My Endless Charlotte

The following paragraphs appear in an essay titled "My Endless New York" that was published recently in The New York Times:

Today I drop my cleaning off with Joseph the tailor and we exchange Yiddishisms and reminiscences (his) of Jewish Russia. Two blocks south I lunch at a place whose Florentine owner disdains credit cards and prepares the best Tuscan food in New York. In a hurry, I can opt instead for a falafel from the Israelis on the next block; I might do even better with the sizzling lamb from the Arab at the corner.

Fifty yards away are my barbers: Giuseppe, Franco and Salvatore, all from Sicily — their “English” echoing Chico Marx. They have been in Greenwich Village forever but never really settled: how should they? They shout at one another all day in Sicilian dialect, drowning out their main source of entertainment and information: a 24-hour Italian-language radio station. On my way home, I enjoy a mille-feuille from a surly Breton pâtissier who has put his daughter through the London School of Economics, one exquisite éclair at a time.

All this within two square blocks of my apartment — and I am neglecting the Sikh newsstand, the Hungarian bakery and the Greek diner (actually Albanian but we pretend otherwise). Three streets east and I have Little Hapsburgia: Ukrainian restaurant, Uniate church, Polish grocery and, of course, the long-established Jewish deli serving Eastern European staples under kosher labels. All that is missing is a Viennese cafe — for this, symptomatically, you must go uptown to the wealthy quarters of the city.

It strikes me that similar paragraphs could not be written about Charlotte. That’s ok, of course. There are lots of paragraphs that could be written about New York City that no way no how would we (and by "we" I mean "me." Or "I.") want written about Charlotte. The lines appear in an odd little piece by the late Tony Judt. The piece was adapted from a collection of his essays that is soon to be published. He worked at NYU. It was an interesting, loving meditation on New York City’s place in the modern world (Judt was born in England but adopted NYC as his own).

So I guess the question I have is this: If someone were to write an interesting, loving meditation on Charlotte’s place in the world, what would it look like? I don’t know. New York seems to be filled with people who are either hopelessly stuck there or chose to be there above anyplace else, and I get the feeling that folks from either of those camps wouldn’t dream of being anywhere else. (And the ones that want out, well, they have already moved to Charlotte. Welcome!) Plus, you know, it’s New York.

Charlotte, too, is filled with people who chose it over anyplace else. But there also seem to be a lot of people here who just never got around to leaving, or couldn’t quite find the courage or the gumption or that one great reason to seek their fortune elsewhere. And there are still more people who have moved here, set up camp in some distant neighborhood, and go about their day and their week pretending they still live someplace else, or wishing they did.

I think the combination makes for an odd, fascinating, challenging city. It’s not a city that lends itself to being romanticized, like New York. And now Charlotte finds itself in a position of defining itself, after years of being defined, thrillingly, as "the nation’s second largest banking city."
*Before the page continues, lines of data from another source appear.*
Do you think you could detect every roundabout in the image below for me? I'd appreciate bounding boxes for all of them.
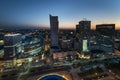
[37,74,68,80]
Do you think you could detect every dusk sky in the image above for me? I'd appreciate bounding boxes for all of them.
[0,0,120,29]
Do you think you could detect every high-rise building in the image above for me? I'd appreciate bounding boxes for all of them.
[96,24,115,53]
[78,20,91,39]
[96,24,115,37]
[75,19,91,52]
[49,15,59,49]
[4,34,22,59]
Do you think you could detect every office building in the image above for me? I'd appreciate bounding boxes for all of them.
[49,15,59,49]
[75,19,91,52]
[4,34,22,59]
[96,24,115,53]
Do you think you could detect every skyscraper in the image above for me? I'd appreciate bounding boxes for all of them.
[49,15,59,49]
[75,19,91,52]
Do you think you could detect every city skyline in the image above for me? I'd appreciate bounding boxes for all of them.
[0,1,120,79]
[0,0,120,29]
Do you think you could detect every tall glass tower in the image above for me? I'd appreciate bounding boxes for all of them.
[49,15,59,49]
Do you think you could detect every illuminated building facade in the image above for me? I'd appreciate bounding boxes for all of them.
[23,33,44,56]
[4,34,22,59]
[50,15,59,49]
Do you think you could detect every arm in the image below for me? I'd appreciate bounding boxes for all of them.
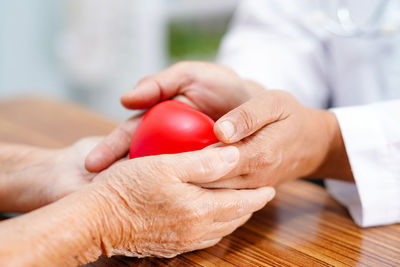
[218,0,330,109]
[0,188,104,266]
[205,90,400,227]
[217,1,400,226]
[0,138,99,212]
[201,90,353,191]
[0,146,275,265]
[0,143,55,211]
[326,100,400,227]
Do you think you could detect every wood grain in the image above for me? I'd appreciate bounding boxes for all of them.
[0,97,399,267]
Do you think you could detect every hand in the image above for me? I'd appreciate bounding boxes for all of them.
[0,137,102,212]
[202,90,353,189]
[85,62,262,173]
[88,146,275,259]
[0,146,275,266]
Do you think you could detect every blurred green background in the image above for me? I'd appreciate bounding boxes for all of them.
[0,0,237,119]
[168,17,231,62]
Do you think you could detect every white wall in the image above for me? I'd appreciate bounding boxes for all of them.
[0,0,238,120]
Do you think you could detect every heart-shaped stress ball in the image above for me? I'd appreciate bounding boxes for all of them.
[129,100,218,159]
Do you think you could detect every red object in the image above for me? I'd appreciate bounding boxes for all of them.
[129,100,218,159]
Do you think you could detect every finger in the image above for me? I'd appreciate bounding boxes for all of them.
[69,136,104,168]
[200,175,263,189]
[134,146,240,184]
[204,127,279,181]
[71,136,104,154]
[214,91,286,143]
[198,175,247,189]
[121,62,194,109]
[84,114,143,173]
[185,238,222,253]
[204,214,251,240]
[210,187,275,222]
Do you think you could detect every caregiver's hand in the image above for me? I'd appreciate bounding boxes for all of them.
[203,90,354,189]
[0,137,101,212]
[85,62,263,173]
[0,147,275,266]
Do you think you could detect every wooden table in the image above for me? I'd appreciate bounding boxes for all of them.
[1,98,399,266]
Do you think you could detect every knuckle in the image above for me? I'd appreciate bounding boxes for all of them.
[137,75,154,85]
[173,61,191,69]
[215,196,246,218]
[231,198,247,215]
[172,61,195,85]
[245,146,277,173]
[197,156,216,176]
[108,161,129,178]
[236,107,257,132]
[272,90,297,106]
[191,200,212,223]
[172,204,206,241]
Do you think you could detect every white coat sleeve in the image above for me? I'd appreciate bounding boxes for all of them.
[217,0,330,109]
[326,100,400,227]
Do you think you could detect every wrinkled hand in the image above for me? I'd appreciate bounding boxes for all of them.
[85,62,261,173]
[202,90,352,189]
[90,146,275,258]
[4,137,102,212]
[41,137,103,202]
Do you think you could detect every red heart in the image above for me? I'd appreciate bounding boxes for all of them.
[129,100,218,159]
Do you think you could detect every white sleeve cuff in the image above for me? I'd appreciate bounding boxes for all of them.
[326,102,400,227]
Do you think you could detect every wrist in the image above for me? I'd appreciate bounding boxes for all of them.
[89,180,139,257]
[309,110,354,182]
[0,144,57,211]
[0,186,105,266]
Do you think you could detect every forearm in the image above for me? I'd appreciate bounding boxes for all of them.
[0,187,105,266]
[0,143,54,211]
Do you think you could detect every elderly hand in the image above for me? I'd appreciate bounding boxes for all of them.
[91,146,274,258]
[0,146,275,266]
[202,90,353,189]
[85,62,262,173]
[0,137,101,212]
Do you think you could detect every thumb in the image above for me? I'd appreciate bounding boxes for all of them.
[133,146,239,184]
[214,91,284,144]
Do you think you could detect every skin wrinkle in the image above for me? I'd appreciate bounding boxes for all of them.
[0,143,275,265]
[3,62,298,265]
[154,79,166,103]
[0,59,356,264]
[94,154,241,258]
[63,61,353,263]
[106,187,141,249]
[175,62,197,91]
[237,107,258,135]
[95,186,136,257]
[36,191,102,265]
[0,140,100,212]
[86,62,254,173]
[198,87,352,189]
[68,189,107,263]
[101,140,122,166]
[113,126,134,154]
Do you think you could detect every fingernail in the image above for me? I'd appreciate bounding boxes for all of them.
[264,187,276,201]
[219,146,239,164]
[123,84,146,99]
[122,92,132,98]
[219,120,235,141]
[87,151,100,163]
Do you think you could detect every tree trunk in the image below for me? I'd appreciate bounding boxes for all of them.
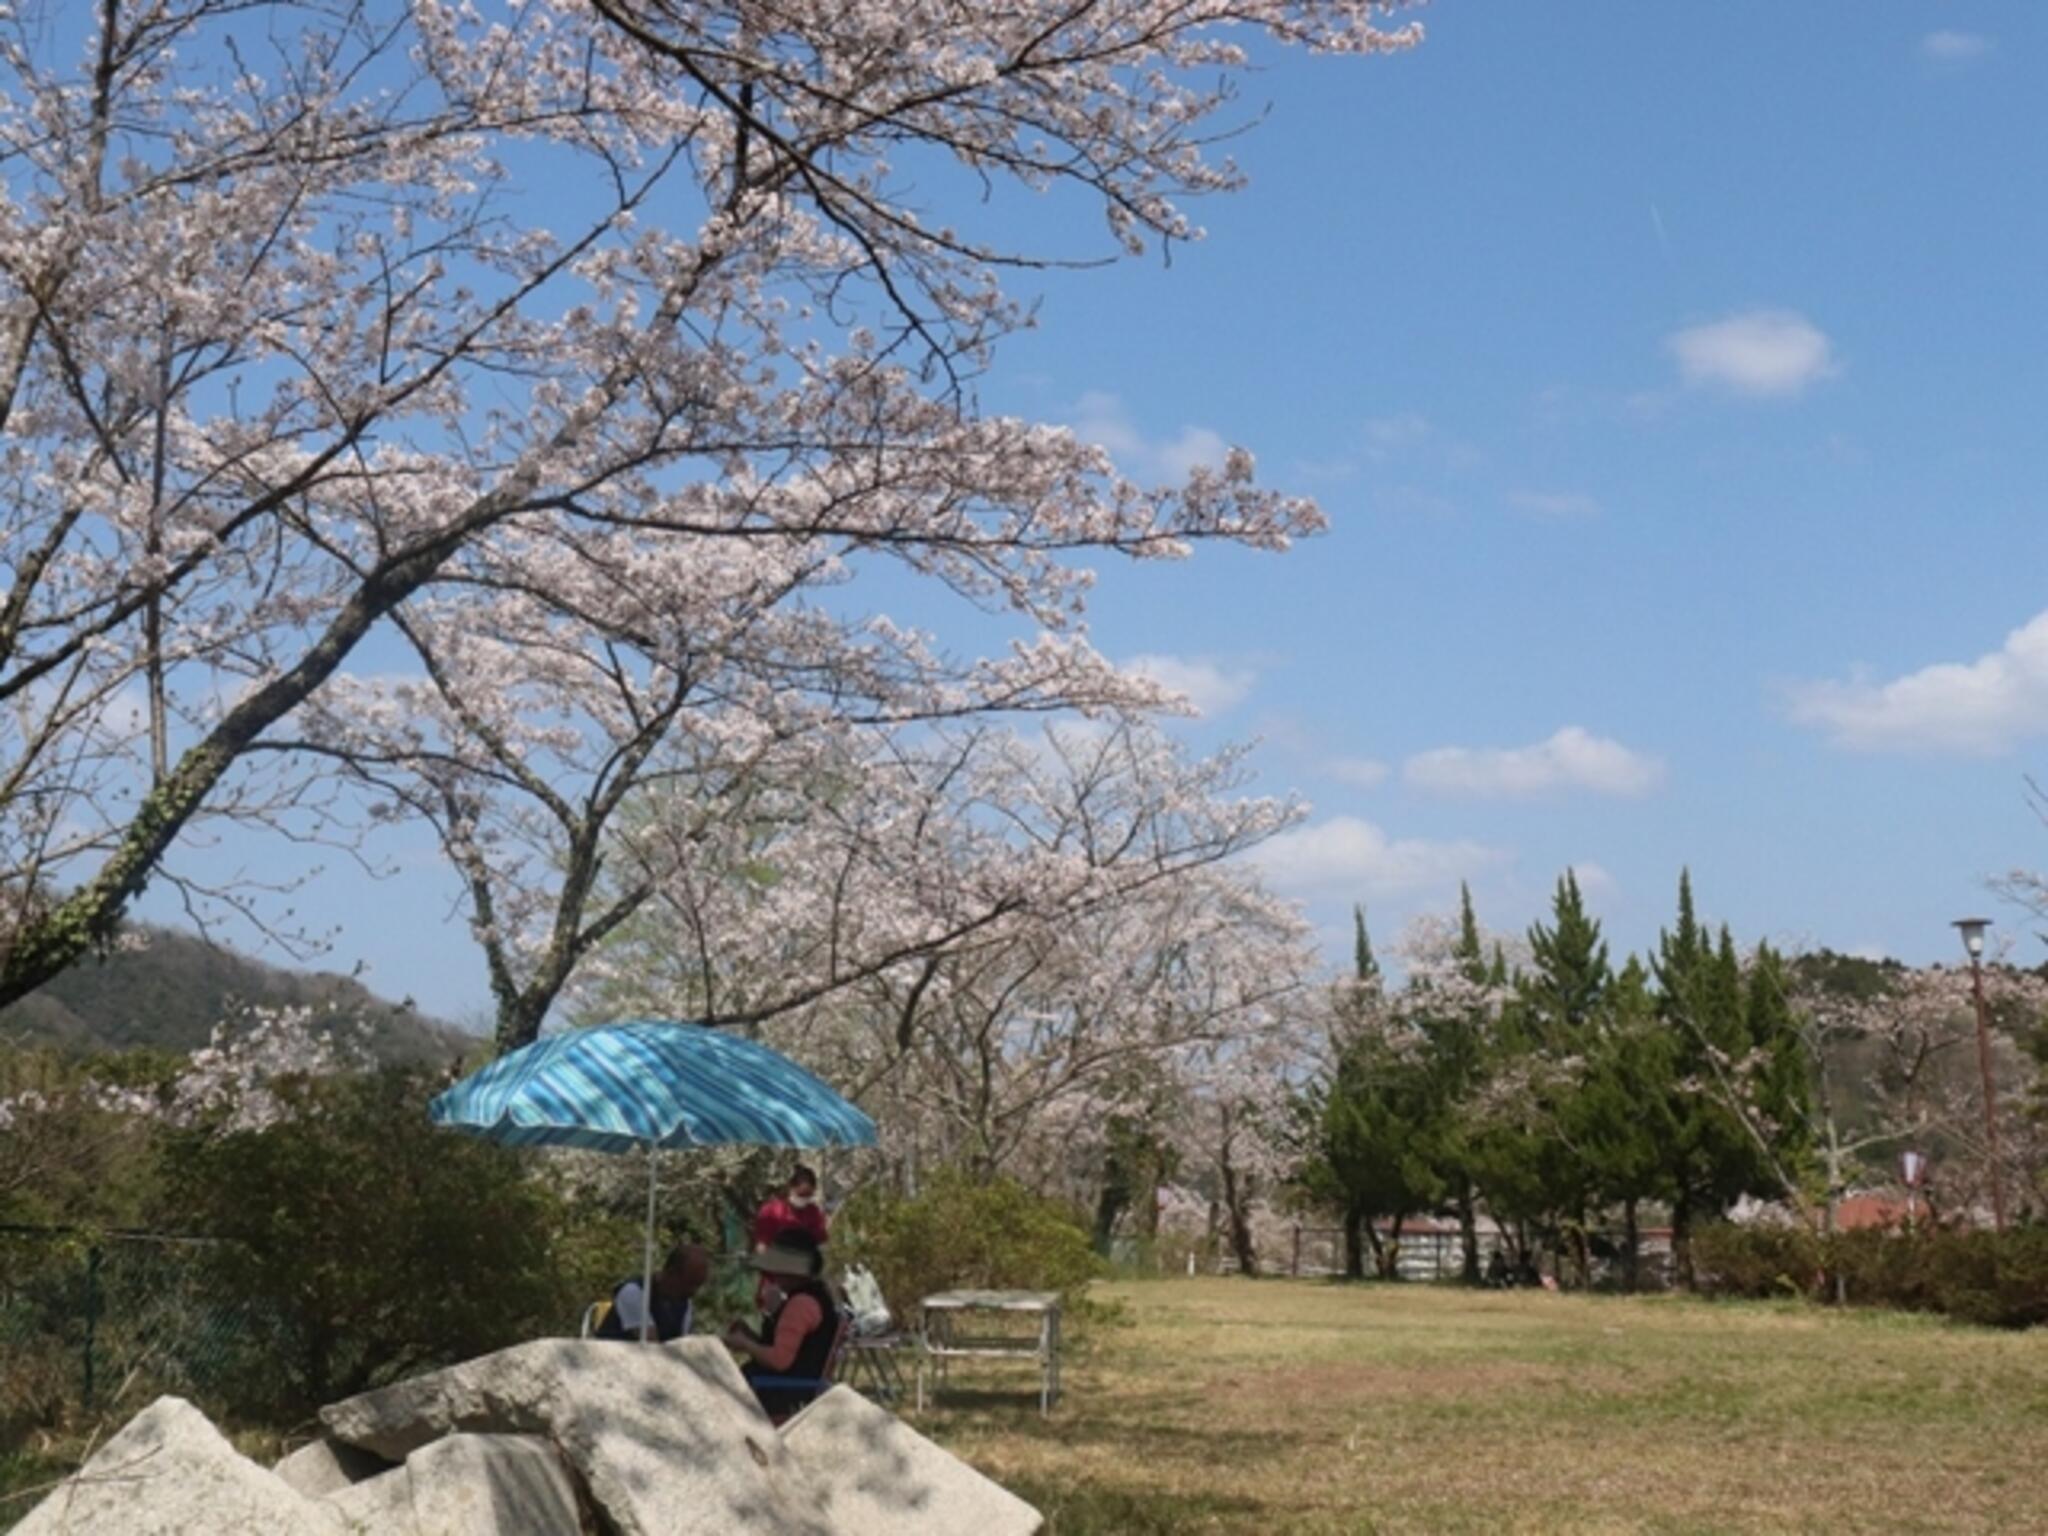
[1621,1196,1641,1293]
[1227,1198,1258,1278]
[1134,1165,1161,1243]
[1457,1183,1480,1285]
[1342,1204,1367,1280]
[0,466,561,1010]
[1219,1159,1258,1277]
[1093,1183,1127,1253]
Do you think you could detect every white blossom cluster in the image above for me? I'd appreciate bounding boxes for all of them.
[0,0,1419,1022]
[162,1008,376,1133]
[0,1006,371,1145]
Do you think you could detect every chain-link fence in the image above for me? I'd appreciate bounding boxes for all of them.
[0,1225,283,1435]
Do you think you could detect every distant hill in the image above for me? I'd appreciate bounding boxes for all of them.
[0,923,479,1066]
[1786,948,1908,1003]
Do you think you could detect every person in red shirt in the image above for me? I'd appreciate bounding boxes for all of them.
[752,1164,829,1250]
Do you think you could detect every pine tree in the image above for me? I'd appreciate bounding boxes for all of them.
[1571,956,1674,1291]
[1524,872,1610,1038]
[1648,873,1795,1287]
[1741,941,1811,1183]
[1415,884,1492,1282]
[1353,904,1378,984]
[1496,873,1618,1285]
[1454,883,1485,983]
[1301,1009,1441,1281]
[1654,869,1706,994]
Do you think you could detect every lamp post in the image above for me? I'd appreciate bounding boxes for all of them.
[1951,918,2007,1233]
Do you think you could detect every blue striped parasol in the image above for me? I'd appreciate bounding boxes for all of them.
[430,1020,875,1337]
[429,1020,876,1152]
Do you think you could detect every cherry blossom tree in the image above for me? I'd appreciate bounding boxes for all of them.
[1790,961,2048,1227]
[587,718,1311,1184]
[0,0,1420,1016]
[1170,935,1324,1275]
[0,1002,365,1228]
[1680,956,2048,1228]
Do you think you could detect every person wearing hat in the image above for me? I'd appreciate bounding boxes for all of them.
[722,1230,841,1419]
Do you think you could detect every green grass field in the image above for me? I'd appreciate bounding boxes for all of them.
[928,1278,2048,1535]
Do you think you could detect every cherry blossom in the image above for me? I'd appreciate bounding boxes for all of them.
[0,0,1419,1013]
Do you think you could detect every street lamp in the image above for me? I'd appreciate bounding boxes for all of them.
[1951,917,2006,1232]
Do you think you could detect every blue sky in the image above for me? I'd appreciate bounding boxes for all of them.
[140,4,2048,1017]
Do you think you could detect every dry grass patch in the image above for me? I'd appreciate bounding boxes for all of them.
[924,1277,2048,1535]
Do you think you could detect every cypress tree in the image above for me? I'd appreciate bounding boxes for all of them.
[1515,872,1615,1284]
[1353,903,1378,984]
[1454,882,1485,983]
[1524,871,1610,1037]
[1649,874,1790,1287]
[1741,941,1811,1176]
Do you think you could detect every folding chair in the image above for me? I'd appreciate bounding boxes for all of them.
[579,1295,692,1340]
[748,1309,853,1426]
[837,1265,911,1404]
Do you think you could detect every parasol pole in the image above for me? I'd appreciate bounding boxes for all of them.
[640,1140,658,1342]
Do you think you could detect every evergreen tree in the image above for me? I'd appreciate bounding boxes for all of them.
[1413,884,1494,1282]
[1455,883,1485,983]
[1515,873,1616,1283]
[1740,940,1812,1187]
[1569,956,1675,1290]
[1648,874,1800,1286]
[1353,904,1378,984]
[1296,916,1442,1281]
[1524,872,1609,1037]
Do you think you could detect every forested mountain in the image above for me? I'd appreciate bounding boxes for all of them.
[0,924,475,1065]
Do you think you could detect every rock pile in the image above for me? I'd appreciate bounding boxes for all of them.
[13,1338,1043,1535]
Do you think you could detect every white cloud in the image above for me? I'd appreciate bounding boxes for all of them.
[1922,30,1990,61]
[1785,610,2048,754]
[1323,756,1391,789]
[1071,391,1229,481]
[1667,310,1836,398]
[1363,412,1432,460]
[1508,489,1601,520]
[1405,727,1666,799]
[1123,653,1255,717]
[1250,815,1505,899]
[1154,426,1229,481]
[1568,861,1615,897]
[1374,485,1458,520]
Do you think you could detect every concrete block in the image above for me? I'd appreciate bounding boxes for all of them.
[323,1434,580,1535]
[12,1396,343,1536]
[321,1338,837,1536]
[781,1386,1042,1536]
[274,1435,391,1497]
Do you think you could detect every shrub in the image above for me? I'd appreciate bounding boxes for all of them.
[1693,1221,2048,1328]
[159,1066,596,1416]
[834,1169,1104,1322]
[1897,1227,2048,1329]
[1691,1222,1822,1299]
[0,1046,175,1230]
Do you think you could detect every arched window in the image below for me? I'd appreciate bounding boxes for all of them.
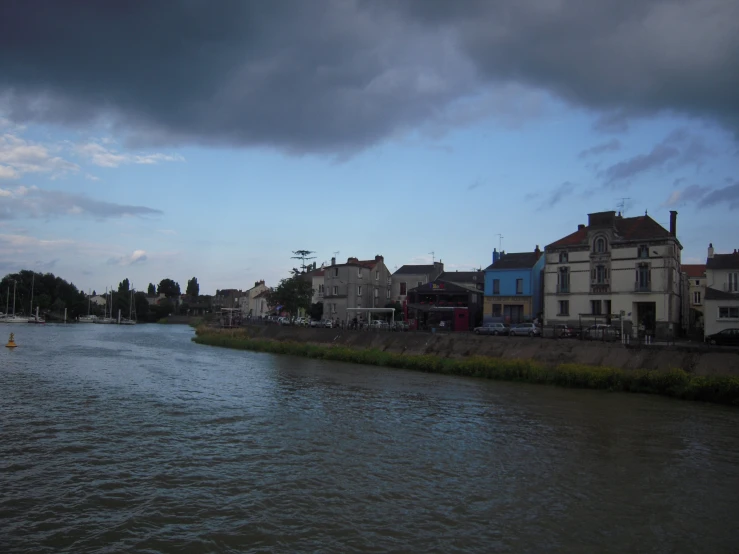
[594,237,607,253]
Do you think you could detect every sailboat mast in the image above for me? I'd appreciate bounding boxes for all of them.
[30,274,34,318]
[12,280,16,316]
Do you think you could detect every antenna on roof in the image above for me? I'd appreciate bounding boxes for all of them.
[496,234,504,250]
[616,197,631,216]
[428,251,435,263]
[333,251,340,259]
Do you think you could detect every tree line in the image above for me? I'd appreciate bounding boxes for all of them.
[0,271,201,322]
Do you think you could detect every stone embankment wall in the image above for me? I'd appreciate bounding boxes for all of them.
[230,325,739,376]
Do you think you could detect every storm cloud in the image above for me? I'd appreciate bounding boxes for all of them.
[0,0,737,154]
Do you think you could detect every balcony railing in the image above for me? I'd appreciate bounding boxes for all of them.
[590,283,610,294]
[634,282,651,292]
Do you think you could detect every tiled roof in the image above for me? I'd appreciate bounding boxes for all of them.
[682,264,706,278]
[707,253,739,270]
[705,287,739,301]
[438,271,484,283]
[393,264,437,275]
[547,215,672,249]
[484,252,540,271]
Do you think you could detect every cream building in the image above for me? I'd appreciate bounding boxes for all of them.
[544,210,683,339]
[240,280,268,316]
[682,264,706,331]
[704,245,739,337]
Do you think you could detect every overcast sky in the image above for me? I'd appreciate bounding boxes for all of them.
[1,0,737,293]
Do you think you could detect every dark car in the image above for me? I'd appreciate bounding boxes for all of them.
[474,323,509,336]
[705,328,739,346]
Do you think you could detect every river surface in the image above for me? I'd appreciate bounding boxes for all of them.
[1,324,738,553]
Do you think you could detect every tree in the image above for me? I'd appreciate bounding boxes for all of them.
[265,276,313,317]
[118,278,130,294]
[147,283,156,296]
[309,302,323,321]
[0,270,86,318]
[291,250,316,273]
[134,292,150,321]
[385,301,403,321]
[157,278,181,298]
[186,277,199,297]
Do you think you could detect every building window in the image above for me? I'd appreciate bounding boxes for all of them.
[492,304,502,317]
[375,271,379,280]
[559,251,568,263]
[332,303,337,314]
[558,267,570,293]
[729,272,739,292]
[695,280,700,286]
[636,263,651,291]
[374,288,378,298]
[472,275,477,281]
[400,282,407,295]
[638,245,649,258]
[493,279,500,294]
[718,307,739,318]
[558,300,569,316]
[594,237,607,253]
[693,291,701,305]
[593,265,608,284]
[386,288,390,299]
[591,300,602,315]
[516,279,523,294]
[357,286,362,296]
[332,286,338,295]
[604,300,611,316]
[358,267,363,278]
[334,267,338,277]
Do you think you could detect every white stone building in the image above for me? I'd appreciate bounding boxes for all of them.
[703,244,739,337]
[240,280,268,316]
[544,210,684,339]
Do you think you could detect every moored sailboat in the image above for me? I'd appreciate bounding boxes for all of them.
[27,274,46,324]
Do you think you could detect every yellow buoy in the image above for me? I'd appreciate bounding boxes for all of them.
[5,332,17,348]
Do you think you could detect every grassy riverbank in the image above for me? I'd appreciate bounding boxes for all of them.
[193,328,739,406]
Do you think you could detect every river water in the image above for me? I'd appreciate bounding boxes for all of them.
[1,324,738,553]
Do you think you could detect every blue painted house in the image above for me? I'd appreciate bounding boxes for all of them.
[484,246,545,324]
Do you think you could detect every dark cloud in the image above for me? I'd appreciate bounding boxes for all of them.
[578,139,621,159]
[0,0,737,154]
[0,186,162,220]
[698,183,739,210]
[602,128,710,185]
[536,181,577,211]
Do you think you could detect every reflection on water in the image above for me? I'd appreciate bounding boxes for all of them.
[1,324,738,553]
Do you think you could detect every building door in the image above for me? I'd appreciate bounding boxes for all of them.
[504,305,524,324]
[635,302,656,337]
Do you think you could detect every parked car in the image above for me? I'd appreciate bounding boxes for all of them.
[509,323,541,337]
[309,319,321,328]
[322,319,333,328]
[392,321,409,332]
[277,317,290,325]
[583,324,620,341]
[705,328,739,346]
[370,320,389,329]
[474,323,509,336]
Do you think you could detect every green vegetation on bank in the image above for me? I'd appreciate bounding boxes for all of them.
[193,328,739,406]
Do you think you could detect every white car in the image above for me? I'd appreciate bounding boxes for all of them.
[309,319,321,328]
[509,323,541,337]
[322,320,333,328]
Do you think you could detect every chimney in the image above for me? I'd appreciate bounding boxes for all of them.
[375,255,384,263]
[493,248,500,264]
[708,243,714,259]
[534,245,541,259]
[331,257,336,266]
[669,210,677,237]
[578,224,585,231]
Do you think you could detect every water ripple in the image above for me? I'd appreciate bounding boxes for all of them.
[1,324,739,553]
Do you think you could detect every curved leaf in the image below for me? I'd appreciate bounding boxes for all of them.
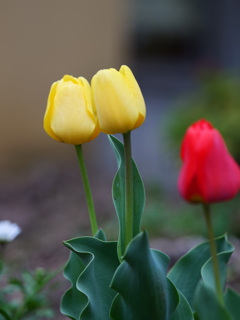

In their prime they were arrogant and self-assured. In decline, their minor virtues come into focus: people spend less time telling you how fortunate you are to be there.

Judt wrote those words about the four major world cities he had lived in, claiming that he had lived in each in their "twilight." While the earlier quoted lines could not be written about Charlotte, those two sentences could be. Verbatim. Does that mean Charlotte is in its twilight? Naaah. That would mean that Charlotte has peaked, which I choose not to believe. But if Charlotte is going to become the kind of city that can inspire a piece like "My Endless New York," we have some work to do.